Une charmante jeune fille, enfilée dans une robe de mousseline qui peut ajuster son archet en même temps qu’elle chante des hymnes ouest-africains. On croit que c’est la joliesse virtuose qui la caractérise. Et puis, en deux secondes fulgurantes, cette diva havanaise installée en Suisse montre ses dents carnassières. Elle traverse d’un bond les mémoires de Chopin, celles de Chucho valdés, le jazz de new york, l’audace impérieuse des cérémonies de la santería. Rien n’est joli dans cette musique: tout est urgent.

Yilian Cañizares est née il y a très peu de temps, à la Havane. Très vite, sur la peau des tambours, elle a appris les rythmes complexes, les espaces oniriques, une afrique réécrite dans l’insularité glorieuse d’un pays qui importait aussi des professeurs russes. Yilian est le fruit de plusieurs histoires. Elle peut jouer sur un violon de précision les sonates mathématiques de bach. Elle peut fabriquer des swings de la nouvelle-Orléans. Elle peut aussi, et ce n’est pas peu de chose, réveiller les divinités yoruba et notamment la déesse Oshun, âme des eaux douces, qui correspond le mieux à sa nature fluide.

Yilian, enfant prodige, a étudié chez elle, dans une capitale qui est un carrefour. Elle est partie ensuite pour Caracas: orchestre, symphonies et apprentissage scrupuleux d’un instrument qui aime se rebeller. elle s’est construite seule, à l’écart des siens, en débarquant enfin en Suisse pour y peaufiner ses arpèges. Étrangement, c’est ici, au milieu de l’europe protestante, qu’elle s'inspire des divinités yoruba et qu'elle cherche   à réactiver dans ses compositions la puissance métissée du jazz latin, en mêlant tout ce qui, de près ou de loin, est passé par ses mains.
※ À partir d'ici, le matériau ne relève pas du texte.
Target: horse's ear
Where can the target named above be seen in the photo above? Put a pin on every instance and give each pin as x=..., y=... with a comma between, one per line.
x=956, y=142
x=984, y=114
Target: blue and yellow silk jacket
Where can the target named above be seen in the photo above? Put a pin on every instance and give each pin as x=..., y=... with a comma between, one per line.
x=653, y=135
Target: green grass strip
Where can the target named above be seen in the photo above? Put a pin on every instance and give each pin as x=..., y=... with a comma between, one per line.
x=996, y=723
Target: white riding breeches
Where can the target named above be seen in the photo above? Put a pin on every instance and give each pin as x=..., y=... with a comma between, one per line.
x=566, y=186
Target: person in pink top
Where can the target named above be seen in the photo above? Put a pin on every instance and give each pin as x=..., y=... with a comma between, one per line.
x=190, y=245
Yilian Cañizares ne se contente pas de prodiguer sa douceur. Elle allume les feux de forêt, les mambos incandescents, la maîtrise absolue d’un répertoire qui prend à tous sans rendre à personne.  «Tout convient, pourvu qu’on ne prenne rien pour base », disait le compositeur américain John Cage. Tout fait l’affaire pourvu qu’on se serve de tout, lui répond Yilian.